Lily* was nine when a stranger in her neighborhood raped her. While she was taking her younger sister to urinate outside near her home, a man approached and asked them to come to a secluded jungle area. The man seemed nice and said he was their neighbor’s uncle. He offered to buy Lily biscuits, so she she went with him and sent her younger sister home.
But then the man took out a blade. He threatened Lily until she took her clothes off.
Once Lily’s sister reached home alone, she told their mother a man was buying Lily biscuits. Their parents immediately alarmed everyone in the neighborhood and someone called the police. A search party formed, and Lily’s brother saw the accused crossing a railway with Lily. A mob quickly formed and beat the accused man until the police showed up to arrest him.
After a lengthy trial of four years, including an acquittal and appeal, a judge convicted the accused and sentenced him to 10 years rigorous imprisonment and a fine.
An important component of true justice is accountability. Victims and their families want the accused held accountable for their actions. A conviction at trial handed down by a sensitive judge offers a degree of accountability.
Restorative justice takes accountability a step further. The offender must acknowledge the harm caused and take responsibility without justifying his actions, express meaningful remorse and offer some form of reparation, such as participating in an anger management course.

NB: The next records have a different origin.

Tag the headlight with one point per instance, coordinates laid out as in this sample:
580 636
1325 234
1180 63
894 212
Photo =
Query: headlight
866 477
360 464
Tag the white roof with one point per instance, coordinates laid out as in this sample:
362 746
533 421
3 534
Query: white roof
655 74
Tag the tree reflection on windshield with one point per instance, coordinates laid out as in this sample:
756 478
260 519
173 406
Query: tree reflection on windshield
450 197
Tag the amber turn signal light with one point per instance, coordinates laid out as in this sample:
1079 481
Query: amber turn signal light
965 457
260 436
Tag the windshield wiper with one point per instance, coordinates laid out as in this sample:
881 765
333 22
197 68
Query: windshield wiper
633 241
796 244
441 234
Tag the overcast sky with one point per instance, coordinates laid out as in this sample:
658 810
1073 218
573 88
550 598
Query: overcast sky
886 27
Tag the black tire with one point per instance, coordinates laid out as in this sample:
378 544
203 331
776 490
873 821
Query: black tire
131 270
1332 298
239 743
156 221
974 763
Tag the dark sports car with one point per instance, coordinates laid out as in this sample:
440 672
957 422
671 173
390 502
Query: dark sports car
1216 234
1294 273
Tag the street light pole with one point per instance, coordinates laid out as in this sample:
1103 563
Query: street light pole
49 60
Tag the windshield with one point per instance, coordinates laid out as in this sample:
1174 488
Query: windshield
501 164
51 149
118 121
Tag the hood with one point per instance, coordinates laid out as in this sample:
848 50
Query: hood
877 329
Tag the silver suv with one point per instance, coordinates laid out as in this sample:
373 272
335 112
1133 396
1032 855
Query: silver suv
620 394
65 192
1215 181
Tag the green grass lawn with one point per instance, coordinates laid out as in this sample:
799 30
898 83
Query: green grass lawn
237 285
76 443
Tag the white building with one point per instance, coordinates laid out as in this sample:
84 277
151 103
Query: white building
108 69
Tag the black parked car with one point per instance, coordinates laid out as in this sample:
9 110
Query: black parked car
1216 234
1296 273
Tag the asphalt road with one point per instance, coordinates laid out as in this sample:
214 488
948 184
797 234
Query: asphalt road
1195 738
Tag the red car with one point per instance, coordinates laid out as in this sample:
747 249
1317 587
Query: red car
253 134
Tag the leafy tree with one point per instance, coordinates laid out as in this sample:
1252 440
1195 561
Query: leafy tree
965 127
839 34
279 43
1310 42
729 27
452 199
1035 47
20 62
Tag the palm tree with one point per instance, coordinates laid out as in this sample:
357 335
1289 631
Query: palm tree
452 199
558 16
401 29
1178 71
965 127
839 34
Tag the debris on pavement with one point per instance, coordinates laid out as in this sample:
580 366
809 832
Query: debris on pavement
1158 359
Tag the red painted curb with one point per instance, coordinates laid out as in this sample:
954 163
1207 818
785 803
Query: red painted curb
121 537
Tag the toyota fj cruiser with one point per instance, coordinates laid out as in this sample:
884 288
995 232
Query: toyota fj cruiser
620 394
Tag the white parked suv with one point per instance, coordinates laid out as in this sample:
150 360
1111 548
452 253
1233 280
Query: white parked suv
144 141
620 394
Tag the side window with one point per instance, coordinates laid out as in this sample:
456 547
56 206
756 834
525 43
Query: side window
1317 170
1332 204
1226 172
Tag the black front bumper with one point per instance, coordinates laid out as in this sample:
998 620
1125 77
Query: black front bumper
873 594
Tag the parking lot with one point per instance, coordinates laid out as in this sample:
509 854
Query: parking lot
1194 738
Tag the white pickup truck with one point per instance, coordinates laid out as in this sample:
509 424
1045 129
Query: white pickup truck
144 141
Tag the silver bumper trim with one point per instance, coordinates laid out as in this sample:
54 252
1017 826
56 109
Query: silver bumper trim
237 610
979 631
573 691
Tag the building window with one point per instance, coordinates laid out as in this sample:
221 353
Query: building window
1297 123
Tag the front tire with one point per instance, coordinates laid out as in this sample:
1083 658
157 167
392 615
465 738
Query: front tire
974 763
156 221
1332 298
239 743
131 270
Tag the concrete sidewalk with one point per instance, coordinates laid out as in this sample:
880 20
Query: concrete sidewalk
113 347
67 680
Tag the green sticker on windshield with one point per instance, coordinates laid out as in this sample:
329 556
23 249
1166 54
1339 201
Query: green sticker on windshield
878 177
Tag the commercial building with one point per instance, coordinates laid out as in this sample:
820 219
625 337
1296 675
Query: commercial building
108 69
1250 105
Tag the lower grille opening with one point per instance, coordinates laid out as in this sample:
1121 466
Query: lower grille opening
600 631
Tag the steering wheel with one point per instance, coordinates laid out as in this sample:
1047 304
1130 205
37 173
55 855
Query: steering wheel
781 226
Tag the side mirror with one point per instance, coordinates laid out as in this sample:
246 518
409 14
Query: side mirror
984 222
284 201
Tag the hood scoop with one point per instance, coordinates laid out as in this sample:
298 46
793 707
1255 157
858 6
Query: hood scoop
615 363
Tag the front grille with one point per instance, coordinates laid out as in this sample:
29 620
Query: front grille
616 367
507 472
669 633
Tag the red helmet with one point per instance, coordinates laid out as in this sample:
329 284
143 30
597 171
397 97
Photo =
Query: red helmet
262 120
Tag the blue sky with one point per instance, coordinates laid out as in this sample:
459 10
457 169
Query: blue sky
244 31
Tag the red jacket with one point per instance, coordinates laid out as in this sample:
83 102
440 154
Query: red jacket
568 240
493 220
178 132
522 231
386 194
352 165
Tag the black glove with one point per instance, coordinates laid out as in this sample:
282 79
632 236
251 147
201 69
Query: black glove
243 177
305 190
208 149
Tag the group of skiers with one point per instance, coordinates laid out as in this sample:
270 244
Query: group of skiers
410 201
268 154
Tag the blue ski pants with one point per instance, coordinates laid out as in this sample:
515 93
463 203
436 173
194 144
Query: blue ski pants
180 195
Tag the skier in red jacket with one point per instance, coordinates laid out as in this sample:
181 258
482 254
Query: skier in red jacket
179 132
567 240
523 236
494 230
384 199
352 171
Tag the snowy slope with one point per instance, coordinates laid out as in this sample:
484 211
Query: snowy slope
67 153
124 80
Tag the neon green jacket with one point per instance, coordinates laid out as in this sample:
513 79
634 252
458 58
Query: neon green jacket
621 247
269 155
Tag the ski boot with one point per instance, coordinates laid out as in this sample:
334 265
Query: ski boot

In Lily’s case, however, the accused never admitted his guilt. Instead, at sentencing he started crying and asked for a lower sentence because he was married. The judge said he should have thought about that before ruining a little girl’s life.
CSJ lawyer Avaantika advocated for Lily at the conclusion of her case.
“When the judge told the accused he should feel apologetic, it made us feel like the judges also understand the severity of the crime and the effect it had on Lily,” Avaantika said. “At the end, there was a sense of justice.”